Green light for a Green Ministry

According to the latest announcements, on Saturday, June 24, the Serbian Parliament should discuss the proposed amendments to the Law on Ministries, which envisage the establishment of a new separate Ministry for Environmental Protection. This is an important proposal, since in this and the last decade, the area of environmental protection was part of the Ministries that were also in charge of other policy areas usually considered as a priority (spatial planning, energy, agriculture, etc.).

This move is in line with the long-standing recommendations of the professional and wider public, active in the field of environmental protection. Serbia faces enormous problems in the area of environment, while it simultaneously strives towards the membership in the EU, where the environmental standards are particularly high. The complexity and the extensive scope of EU law in the field of environment and the estimated costs of aligning Serbia with the EU standards (at least EUR 10 billion) indicate to the importance of the existence of a special ministry in charge of the environmental protection. In that sense, the new Ministry would be completely focused on environmental policy without prioritization inherent in Ministries with multiple competencies. This reduces the risk that environmental policy will receive less attention in the decision-making process. At the same time, the chances are that the new ministry will work more intensively on environmental protection and harmonization with the EU standards and be more proactive in advocating the necessary reforms in this area towards the centre of the Government, other ministries and other state institutions. Cooperation with civil society, dialogue with local self-governments and business sector is also expected to be intensified. Finally, such a Ministry will be further interested in strengthening its own environmental protection capacities. In overall, the total positive impact on the environment, population health and the accession process is expected to increase.

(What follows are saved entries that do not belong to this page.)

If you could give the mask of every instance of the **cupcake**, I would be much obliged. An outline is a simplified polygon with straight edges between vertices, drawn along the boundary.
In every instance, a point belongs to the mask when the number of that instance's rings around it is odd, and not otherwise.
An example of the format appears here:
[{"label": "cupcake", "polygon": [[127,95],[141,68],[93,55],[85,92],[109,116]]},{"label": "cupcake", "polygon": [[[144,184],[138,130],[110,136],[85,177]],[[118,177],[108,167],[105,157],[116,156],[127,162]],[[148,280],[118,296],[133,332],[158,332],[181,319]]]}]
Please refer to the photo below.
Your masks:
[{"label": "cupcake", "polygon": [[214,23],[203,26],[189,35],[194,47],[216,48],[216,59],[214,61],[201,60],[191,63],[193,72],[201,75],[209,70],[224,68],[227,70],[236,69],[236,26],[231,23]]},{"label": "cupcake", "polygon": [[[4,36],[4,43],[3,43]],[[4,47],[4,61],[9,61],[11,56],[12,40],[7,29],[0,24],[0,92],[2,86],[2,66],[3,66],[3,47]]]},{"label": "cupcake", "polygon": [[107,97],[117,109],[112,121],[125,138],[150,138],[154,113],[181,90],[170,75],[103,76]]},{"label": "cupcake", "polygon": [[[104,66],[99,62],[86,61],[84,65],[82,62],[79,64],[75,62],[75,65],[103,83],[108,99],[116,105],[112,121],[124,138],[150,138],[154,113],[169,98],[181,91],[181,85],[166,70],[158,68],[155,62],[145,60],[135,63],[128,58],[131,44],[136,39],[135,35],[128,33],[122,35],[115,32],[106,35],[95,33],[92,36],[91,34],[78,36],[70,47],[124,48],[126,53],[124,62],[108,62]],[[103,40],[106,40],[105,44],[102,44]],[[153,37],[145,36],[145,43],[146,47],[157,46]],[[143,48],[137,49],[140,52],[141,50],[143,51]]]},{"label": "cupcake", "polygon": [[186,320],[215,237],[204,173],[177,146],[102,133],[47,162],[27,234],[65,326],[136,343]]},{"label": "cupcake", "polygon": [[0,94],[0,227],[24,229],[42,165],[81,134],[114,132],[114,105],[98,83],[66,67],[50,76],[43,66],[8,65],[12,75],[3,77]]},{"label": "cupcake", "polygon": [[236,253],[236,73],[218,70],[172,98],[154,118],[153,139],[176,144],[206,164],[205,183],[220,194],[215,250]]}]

This sort of development, however, needs to be further ensured, since, according to the proposed amendments of the Law on Ministries, the new Ministry for Environmental Protection, despite its title, will not necessarily contain all the competences relevant for this policy area. In addition to the proposed Ministry of Environmental Protection, there will be a separate Ministry, which besides the agriculture will also be in charge of forestry and water management (and would include the Republic Water Directorate). Tasks related to water protection are mentioned in the list of competences of both ministries which implies that that the water sector would be divided to a certain extent between the ministries. Considering the significant connection of the water and forestry sector with environmental protection, it is necessary to take all appropriate steps in order to avoid a situation in which the new ministry cannot effectively perform its designated function. Coordination between ministries and other institutions is, of course, a necessity that should generally be done not only in the field of environment, but also in other areas of public policy. However, in view of some of the previous identified practices pertaining to insufficient coordination between state institutions, there is a risk that this division of competences could lead to a negligence of certain issues of particular importance for the environment and which are not within the competence of the new ministry (which, in turn, were combined within the previous Ministry of Agriculture and Environmental Protection). The same applies, in general, to other areas of importance for environmental protection, which have been part of other Ministries (for example, energy, spatial planning, construction, etc.).

Of course, it is hard to expect that a single Ministry could be fully in charge of all issues of importance to environmental protection, given its complexity and its interaction with other areas of public policy (for example, education, health, etc.). Nonetheless, I still want to highlight, that it is important that as many areas of environmental importance are situated under the roof of a single Ministry, as this ensures greater coherence and a clearer hierarchy between the relevant actors in the decision-making process. Which areas are of particular importance for the environment, can definitely be the subject of a wider discussion, but one of the useful indicators may be that if certain policy areas already belong to the Negotiating Chapter 27 (given that environmental changes are closely related to the process of EU accession). Mechanisms for effective inter-ministerial and inter-institutional co-ordination should be provided for all relevant activities remaining under the competence of other Ministries. This must be considered before the establishment of the new Ministry for Environmental Protection and continuously be taken into account during the course of its work. This is the only to ensure that the maximum “added value” of the new Ministry is achieved, both in terms of environmental protection, as well as performance with regard to the accession negotiations.